Source Port

Source Port

[Dharmendra.T]

[-- Attachment #1: Type: text/plain, Size: 763 bytes --]

Hi Everyone,

 I am a regular reader of this list and I have absorbed that most of the
users won't use the source ports in their rules. Say for ex,

#iptables -A INPUT -s 192.168.1.0/24 -p tcp -d 0/0 --dport 23 -j ACCEPT

In these kind of rules they will not specify the source port from 1024
to 65545. I strongly recommend all Linux Users to specify the exact
rules what is allowed and what is not allowed.

Any Comments? This could be a good practise?

-- 
Regards
Dharmendra.T


This message is intended for the addressee only. It may contain
privileged or Confidential information. If you have received this
message in error,please notify the sender and destroy the message
immediately.Unauthorised use or reproduction of this message is strictly
prohibited.

[-- Attachment #2: Type: text/html, Size: 1132 bytes --]

Re: Source Port

[Raymond Leach]

[-- Attachment #1: Type: text/plain, Size: 959 bytes --]

Why? In the specific example that you give, what would be the
implications?


On Tue, 2003-04-15 at 13:02, Dharmendra.T wrote:
> Hi Everyone, 
> 
> I am a regular reader of this list and I have absorbed that most of
> the users won't use the source ports in their rules. Say for ex, 
> 
> #iptables -A INPUT -s 192.168.1.0/24 -p tcp -d 0/0 --dport 23 -j
> ACCEPT 
> 
> In these kind of rules they will not specify the source port from 1024
> to 65545. I strongly recommend all Linux Users to specify the exact
> rules what is allowed and what is not allowed. 
> 
> Any Comments? This could be a good practise? 
> -- 
> Regards
> Dharmendra.T
> 
> 
> This message is intended for the addressee only. It may contain privileged or Confidential information. If you have received this message in error,please notify the sender and destroy the message immediately.Unauthorised use or reproduction of this message is strictly prohibited.



[-- Attachment #2: This is a digitally signed message part --]
[-- Type: application/pgp-signature, Size: 189 bytes --]

Re: Source Port

[Dharmendra.T]

[-- Attachment #1: Type: text/plain, Size: 1534 bytes --]

Yes, That is how the applications work. The server will connect to the
client's arbitrary ports for communication except some cases. 

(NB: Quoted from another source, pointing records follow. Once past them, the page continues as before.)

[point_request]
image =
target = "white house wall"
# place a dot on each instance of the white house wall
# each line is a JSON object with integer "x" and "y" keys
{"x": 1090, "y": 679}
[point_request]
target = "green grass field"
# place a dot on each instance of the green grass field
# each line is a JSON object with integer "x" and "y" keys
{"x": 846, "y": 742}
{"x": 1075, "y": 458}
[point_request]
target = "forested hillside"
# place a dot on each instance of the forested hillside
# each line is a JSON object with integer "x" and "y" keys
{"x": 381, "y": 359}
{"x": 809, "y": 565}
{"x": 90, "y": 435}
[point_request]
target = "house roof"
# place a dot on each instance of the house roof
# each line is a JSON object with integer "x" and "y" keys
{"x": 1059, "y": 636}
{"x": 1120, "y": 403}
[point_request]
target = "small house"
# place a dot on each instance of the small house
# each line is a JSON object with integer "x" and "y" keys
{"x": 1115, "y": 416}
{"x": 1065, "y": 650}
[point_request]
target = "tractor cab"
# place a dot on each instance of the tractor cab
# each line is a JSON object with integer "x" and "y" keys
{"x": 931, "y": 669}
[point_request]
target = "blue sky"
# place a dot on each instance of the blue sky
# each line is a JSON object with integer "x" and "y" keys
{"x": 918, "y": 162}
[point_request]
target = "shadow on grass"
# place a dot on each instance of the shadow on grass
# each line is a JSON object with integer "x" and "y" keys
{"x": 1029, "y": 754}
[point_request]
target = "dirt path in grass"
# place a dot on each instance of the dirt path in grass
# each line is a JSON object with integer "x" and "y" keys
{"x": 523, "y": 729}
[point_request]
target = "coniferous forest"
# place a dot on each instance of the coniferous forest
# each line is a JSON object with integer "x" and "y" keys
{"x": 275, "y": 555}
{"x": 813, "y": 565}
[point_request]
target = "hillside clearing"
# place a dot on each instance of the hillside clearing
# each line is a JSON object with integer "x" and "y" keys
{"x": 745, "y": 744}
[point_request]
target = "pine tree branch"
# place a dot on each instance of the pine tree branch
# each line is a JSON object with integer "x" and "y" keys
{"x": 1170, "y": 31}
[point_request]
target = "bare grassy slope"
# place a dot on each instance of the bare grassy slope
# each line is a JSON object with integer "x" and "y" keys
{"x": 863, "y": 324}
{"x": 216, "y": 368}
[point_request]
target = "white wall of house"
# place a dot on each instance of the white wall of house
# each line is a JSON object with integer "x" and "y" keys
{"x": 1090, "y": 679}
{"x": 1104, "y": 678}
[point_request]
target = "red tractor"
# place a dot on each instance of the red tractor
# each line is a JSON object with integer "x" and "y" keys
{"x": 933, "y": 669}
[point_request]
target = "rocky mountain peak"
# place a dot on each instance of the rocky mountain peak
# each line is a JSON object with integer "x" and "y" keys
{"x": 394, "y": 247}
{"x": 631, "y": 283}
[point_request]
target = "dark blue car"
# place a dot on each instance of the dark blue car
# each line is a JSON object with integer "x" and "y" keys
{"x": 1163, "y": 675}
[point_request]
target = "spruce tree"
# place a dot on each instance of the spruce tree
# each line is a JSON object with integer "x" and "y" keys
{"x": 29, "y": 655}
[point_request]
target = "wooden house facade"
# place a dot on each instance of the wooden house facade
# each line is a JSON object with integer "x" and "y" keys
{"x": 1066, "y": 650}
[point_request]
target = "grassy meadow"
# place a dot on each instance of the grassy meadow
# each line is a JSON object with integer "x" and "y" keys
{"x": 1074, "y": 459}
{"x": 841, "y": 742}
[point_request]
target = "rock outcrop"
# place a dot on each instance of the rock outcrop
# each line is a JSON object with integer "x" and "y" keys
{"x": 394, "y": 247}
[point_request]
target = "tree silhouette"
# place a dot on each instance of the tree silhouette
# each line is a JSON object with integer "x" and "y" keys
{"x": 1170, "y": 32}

On Tue, 2003-04-15 at 16:41, Raymond Leach wrote:

    Why? In the specific example that you give, what would be the
    implications?
    
    
    On Tue, 2003-04-15 at 13:02, Dharmendra.T wrote:
    > Hi Everyone, 
    > 
    > I am a regular reader of this list and I have absorbed that most of
    > the users won't use the source ports in their rules. Say for ex, 
    > 
    > #iptables -A INPUT -s 192.168.1.0/24 -p tcp -d 0/0 --dport 23 -j
    > ACCEPT 
    > 
    > In these kind of rules they will not specify the source port from 1024
    > to 65545. I strongly recommend all Linux Users to specify the exact
    > rules what is allowed and what is not allowed. 
    > 
    > Any Comments? This could be a good practise? 
    > -- 
    > Regards
    > Dharmendra.T
    > 
    > 
    > This message is intended for the addressee only. It may contain privileged or Confidential information. If you have received this message in error,please notify the sender and destroy the message immediately.Unauthorised use or reproduction of this message is strictly prohibited.
    
    

-- 
Regards
Dharmendra.T


This message is intended for the addressee only. It may contain
privileged or Confidential information. If you have received this
message in error,please notify the sender and destroy the message
immediately.Unauthorised use or reproduction of this message is strictly
prohibited.

[-- Attachment #2: Type: text/html, Size: 3383 bytes --]

RE: Source Port

[Michael K]

[-- Attachment #1: Type: text/plain, Size: 1605 bytes --]

 

-----Original Message-----
From: netfilter-admin@lists.netfilter.org
[mailto:netfilter-admin@lists.netfilter.org] On Behalf Of Dharmendra.T
Sent: Tuesday, April 15, 2003 1:02 PM
To: netfilter@lists.netfilter.org
Subject: Source Port


Hi Everyone, 

I am a regular reader of this list and I have absorbed that most of the
users won't use the source ports in their rules. Say for ex, 

#iptables -A INPUT -s 192.168.1.0/24 -p tcp -d 0/0 --dport 23 -j ACCEPT 

In these kind of rules they will not specify the source port from 1024
to 65545. I strongly recommend all Linux Users to specify the exact
rules what is allowed and what is not allowed. 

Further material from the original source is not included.